Пока он раздумывал, берег рос над водой, надвигался, самолет быстро
съедал остающееся пространство.
Лукашин начал снижение. За спиной на востоке всходило солнце, лучи
его окрасили висящее впереди облако; вздрагивая всем корпусом, самолет
стремительно проходил облака, прошивал насквозь, словно нанизывал одно за
другим.
Он пробил последнее облако, побережье открылось, и хотя он ожидал,
это случилось внезапно, берег возник вдруг, освещенный солнцем и покрытый
тенями облаков: заросшие лесом склоны, распадки, высокие прибрежные скалы,
округлые вершины сопок - горная страна, обрывающаяся в океан; хребты
тянулись из глубины суши и с большой высоты отвесно рушились в воду.
Лукашин снизился над долиной и принялся искать площадку.

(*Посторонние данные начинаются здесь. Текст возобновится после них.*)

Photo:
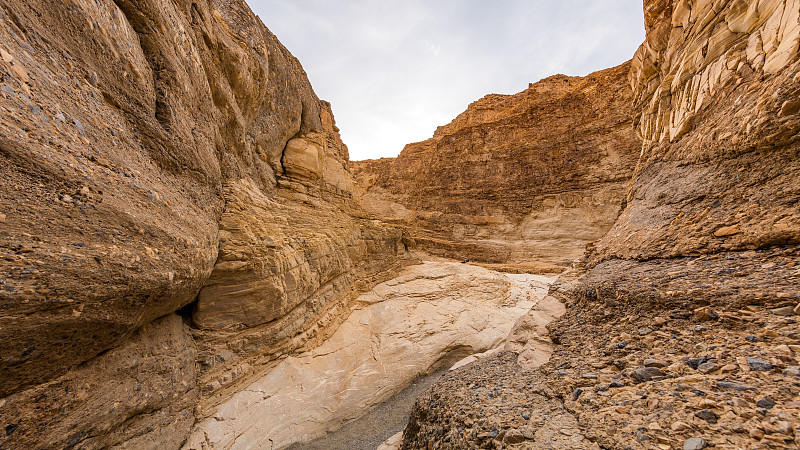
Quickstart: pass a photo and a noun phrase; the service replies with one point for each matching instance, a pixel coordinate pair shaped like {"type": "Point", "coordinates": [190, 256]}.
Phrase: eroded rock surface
{"type": "Point", "coordinates": [429, 315]}
{"type": "Point", "coordinates": [162, 156]}
{"type": "Point", "coordinates": [524, 180]}
{"type": "Point", "coordinates": [680, 330]}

Он увидел ее
далеко внизу, маленький пятачок на дне распадка, с таким же успехом можно
было садиться на футбольное поле.
Он продолжал снижаться, заложил вираж и с высоты четырехсот метров
стал заходить на посадку. После маневра, когда самолет вышел на посадочную
прямую, Лукашин нажал и повернул кнопку на пульте в проходе между
сиденьями; он почувствовал толчок, вышли шасси.
Лукашин понимал, что без аварии не обойдется, и сбросил в воздухе
горючее, чтобы самолет не вспыхнул после удара. Потом он выпустил закрылки
на двадцать градусов, и когда скорость упала до трехсот сорока километров,
выпустил их полностью. За пятьсот метров до поля он стал выбирать точку
выравнивания и увидел, что мешает лес: садиться приходилось с перелетом.
Тем временем ясный день входил в силу, затоплял мир светом и
разгорался в небе и на земле. День был так погож и чист, что казалось,
нигде нет печалей, темных мыслей, бед и горестей - нигде, ни у кого.